被告人は予ねてから妻久子(当二十七年)が近隣の雲川五郎と密通し家の金品を持出していると邪推していたが、偶々昭和三十二年二月二十六日午後零時三十分頃大阪府北河内郡交野町字倉治一九三五番地の自宅風呂場において、下駄箱を移動しようとし、同女に「これも片附けて置こう」と言つたのに対し、同女が「へいへいしますがな」と言つたので返事が気に入らぬと憤激し、傍にあつた餠搗用杵を振上げたが、尚も久子が背を向けたので突蹉に殺意を生じ、右杵を以て同人の後頭部を数回強打し、倒れた同女を風呂場より土間に降ろしたところ、既に同女は虫の息で蘇生不能と認められたところより、更に前記杵を以て同女の頭部を数回強打し、因つて同女をして脳挫、滅傷を蒙らせ、之によりその場に即死せしめたものである。

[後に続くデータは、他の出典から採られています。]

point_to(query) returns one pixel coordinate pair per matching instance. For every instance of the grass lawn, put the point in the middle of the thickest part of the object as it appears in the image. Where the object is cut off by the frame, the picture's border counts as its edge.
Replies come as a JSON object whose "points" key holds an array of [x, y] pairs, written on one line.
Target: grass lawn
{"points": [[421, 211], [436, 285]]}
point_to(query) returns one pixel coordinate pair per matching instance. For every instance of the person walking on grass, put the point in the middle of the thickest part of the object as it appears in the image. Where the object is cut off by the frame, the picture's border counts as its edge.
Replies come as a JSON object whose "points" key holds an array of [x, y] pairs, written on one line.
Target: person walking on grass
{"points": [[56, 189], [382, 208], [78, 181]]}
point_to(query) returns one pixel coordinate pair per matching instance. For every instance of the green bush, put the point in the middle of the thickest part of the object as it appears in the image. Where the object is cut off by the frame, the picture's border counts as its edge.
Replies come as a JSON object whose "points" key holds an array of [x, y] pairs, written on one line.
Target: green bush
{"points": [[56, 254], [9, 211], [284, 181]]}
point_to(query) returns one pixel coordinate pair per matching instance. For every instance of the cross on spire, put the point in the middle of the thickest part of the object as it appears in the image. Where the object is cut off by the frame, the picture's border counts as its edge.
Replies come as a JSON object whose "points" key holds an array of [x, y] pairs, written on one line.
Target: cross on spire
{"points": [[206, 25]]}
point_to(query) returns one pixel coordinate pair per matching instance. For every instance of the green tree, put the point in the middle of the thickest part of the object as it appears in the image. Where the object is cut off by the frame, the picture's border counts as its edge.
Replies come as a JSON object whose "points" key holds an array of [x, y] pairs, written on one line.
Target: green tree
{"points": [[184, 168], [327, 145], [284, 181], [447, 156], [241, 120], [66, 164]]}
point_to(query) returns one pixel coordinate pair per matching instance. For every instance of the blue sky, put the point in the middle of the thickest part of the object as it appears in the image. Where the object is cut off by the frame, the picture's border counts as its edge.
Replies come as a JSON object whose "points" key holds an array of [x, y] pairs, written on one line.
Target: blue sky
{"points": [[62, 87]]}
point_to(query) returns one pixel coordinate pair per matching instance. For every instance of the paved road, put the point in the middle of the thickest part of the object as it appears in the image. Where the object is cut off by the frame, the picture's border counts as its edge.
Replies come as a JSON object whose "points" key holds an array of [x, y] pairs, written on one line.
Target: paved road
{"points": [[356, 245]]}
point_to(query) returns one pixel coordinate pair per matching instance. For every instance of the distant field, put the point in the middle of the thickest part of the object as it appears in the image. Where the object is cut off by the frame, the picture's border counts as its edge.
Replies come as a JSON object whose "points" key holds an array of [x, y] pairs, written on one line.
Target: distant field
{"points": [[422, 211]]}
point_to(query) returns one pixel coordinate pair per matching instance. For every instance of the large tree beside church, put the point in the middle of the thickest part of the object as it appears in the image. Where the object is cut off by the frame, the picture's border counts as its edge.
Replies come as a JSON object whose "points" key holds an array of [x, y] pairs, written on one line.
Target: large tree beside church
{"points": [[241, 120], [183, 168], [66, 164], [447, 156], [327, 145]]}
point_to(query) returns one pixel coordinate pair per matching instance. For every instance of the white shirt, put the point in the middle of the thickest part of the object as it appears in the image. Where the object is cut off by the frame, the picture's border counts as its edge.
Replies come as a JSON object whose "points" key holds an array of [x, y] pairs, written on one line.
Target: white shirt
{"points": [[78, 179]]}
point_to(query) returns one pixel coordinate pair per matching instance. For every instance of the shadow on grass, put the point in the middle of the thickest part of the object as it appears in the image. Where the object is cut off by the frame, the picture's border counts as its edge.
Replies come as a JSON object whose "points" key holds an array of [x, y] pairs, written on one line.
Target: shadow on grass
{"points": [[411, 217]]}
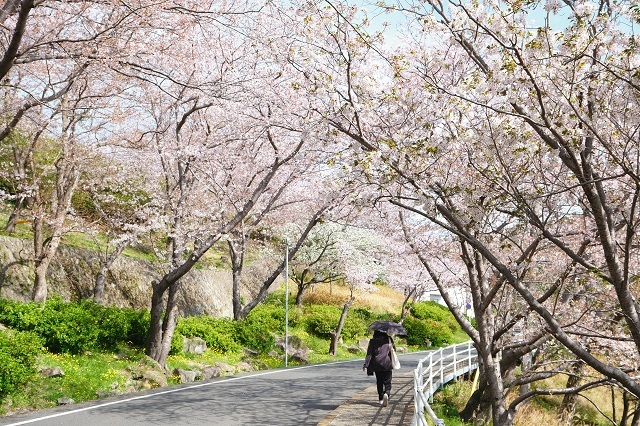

というのであり、この事実は被告人の第一回公判調書中のその旨の供述記載、被告人の検察官に対する供述調書、大村得三の死体鑑定書、押収の餠つき用キネ(昭和三二年裁領第二二七号)により明らかであるが、鑑定人金子仁郎の鑑定書には「被告人は本件犯行当時、嫉妬妄想、関係妄想を有して居り精神分裂病の妄想型に罹患していたものと認められる」とあり、その他被告人の上申書ならびに第二、三、四回各公判調書中証人雲川種吉、同千寿子、阿倍利貞の各供述記載を綜合すれば、被告人は犯行当時是非善悪を弁識し、その弁識に従つて行為する能力を欠き心神喪失の状態にあつたものと認められるので刑法第三九条第一項、刑事訴訟法第三三六条を適用して主文のとおり判決する。